Tuesday, May 09, 2006

the real isobel archer

Comme l'on serait savant si l'on connaissait bien seulement cinq a six livres...

The question of identification when reading has been unresolved in my mind for some time. I first really began to think about it three years ago after reading Nabokov's lecture on 'Good Readers and Good Writers.' Nabokov upholds that a reader's identification with a text is a grand injustice. It is an injustice against oneself (the reader), the author, and the art (the "world" prepared). He argues, we must "approach it [the text] as something brand new, having no obvious connection with worlds we already know."

Initially, I perceived Nabokov's comments as dripping with an elitist self(author)-importance(impotence). His request for 'kindness to authors' was another one of his devices that makes you suppliant to his gaze. As a reader, as a woman, it seems necessary to enter into an author's world with instincts of self-preservation. Particularly, with anything written after 1900, the vulgar (anti)horizon characterized by endless self-referentiality can be deeply disturbing.

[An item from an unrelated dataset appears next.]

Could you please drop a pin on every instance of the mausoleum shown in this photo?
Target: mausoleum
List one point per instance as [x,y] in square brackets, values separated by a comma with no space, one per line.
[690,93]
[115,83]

It wreaks of melancholia & muse phenomena, mirrors & glittery things.

Nabokov wants us naked--without identification, without sy(em)mpathy, ultimately, without the tricks of the ego that turns narrative into an opiate.


Ultimately, how much are we allowed to identify with someone.

At times, it is less about identification and more concerned with

But when such blind theatrics dissolve to warmth:
you reading the Greek way of life
by candlelight, and the rain
refreshed by our stillness.

Perhaps, it is best to direct our eyes upwards, as infants to a mobile, and enter the author's world as a resting place for a mind, which has no need for projection, identification.
what is the relationship between projection and identification (?)